Elizabeth Chitty
Elizabeth Chitty is an interdisciplinary artist with a body of work spanning 29 years. She has created performance, video and installation works.
Her performance work has always been interdisciplinary and has had 4 phases:
-works influenced by conceptual visual art and the multidisciplinary climate of the 70s in Canadian artist-run centres (1975-82)
-epic spectacles with multiple slide projections (1983-90)
-landscape-based, in which the audiences followed walks and trails (1992-97)
-the current phase of embodied voice and movement with digital visuals and spatialized sound expressing social issues
She was amongst the first graduates of York University?s Dance Department (1975) and quickly established a reputation as a radical innovator in new dance and performance art using video and text in works that were both cerebral and emotionally visceral. In her early career she was associated with 15 Dance Lab in Toronto, run by Lawrence and Miriam Adams and she and the Adams? produced the dance newspaper, Spill. She was also associated with artist-run centres such as A Space.
She created video works in the late 70s and early 80s and her work was shown across Canada, in the U.S. and Europe in exhibitions including the 11e Biennale de Paris (1980) and the opening exhibition of the new National Gallery of Canada (1988). In 1980-81 she directed the video production and residency program of the Western Front in Vancouver.
In the 1980s, her performance work changed to an aesthetic of epic theatricality employing multiple slide projections, music, text, shadow play and dance in works performed in such large spaces as a hockey arena.
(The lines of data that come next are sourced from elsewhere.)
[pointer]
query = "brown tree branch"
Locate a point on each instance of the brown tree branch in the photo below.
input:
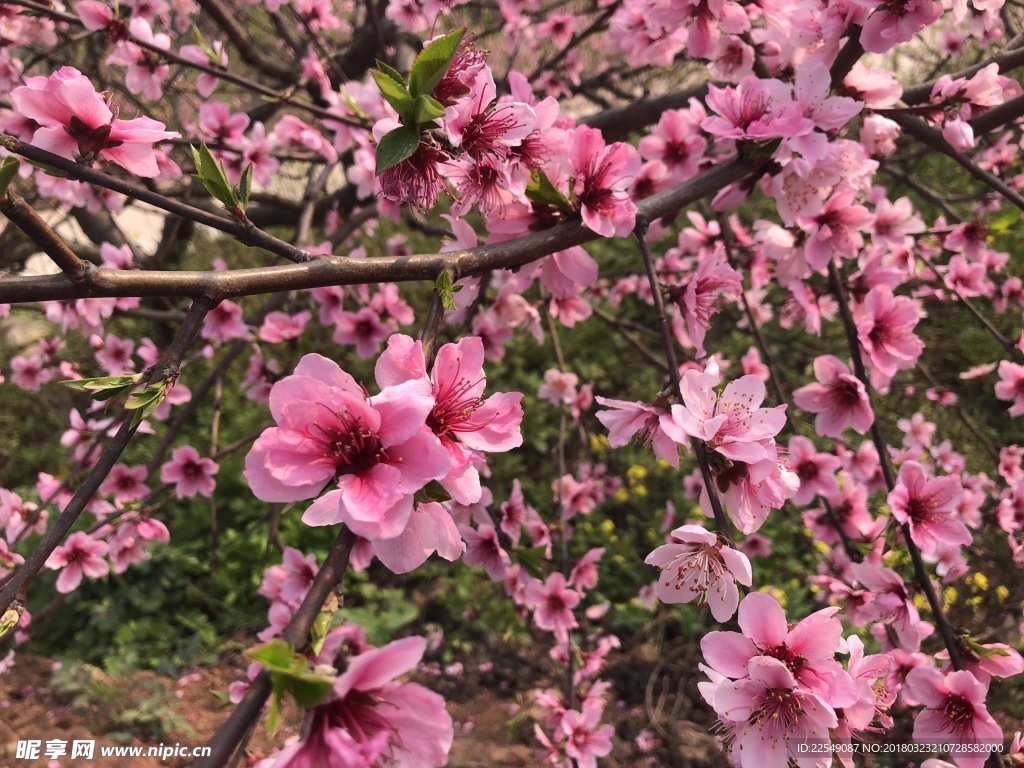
(30, 222)
(330, 576)
(340, 270)
(165, 370)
During the mid-80s she was Managing Director of the Association of National Non Profit Artists Centres (ANNPAC) and in the mid-80s she founded and was Artistic Director of the producing company, Cultural Desire Projects.
In the 1990s, her performance work was primarily landscape-based and specific to sites including a public garden, gravel pit, quarry, woods and urban park. In 1990, she began creating installations, usually including a video component.
Since 1991 she has taught Creative Process in the Professional Training Program of The School of the Toronto Dance Theatre. Recent published texts include essays in So to Speak, published by Artexte Editions (1999) and Not Just Any Body, published by National Ballet School/Ginger Press (2001). The essay, Asserting Our Bodies, will be published in the upcoming book on Canadian women performance artists to be published by YYZ Editions.
Recent interdisciplinary performances include Song For A Blue Moon (in-progress). Episodic in structure, it includes digital visual, spoken and musical songs of praise to peace. Earth?s Flesh (2003) used dance, video, spatialized sound, text and digital imagery to explore a Gaian relationship between body and earth.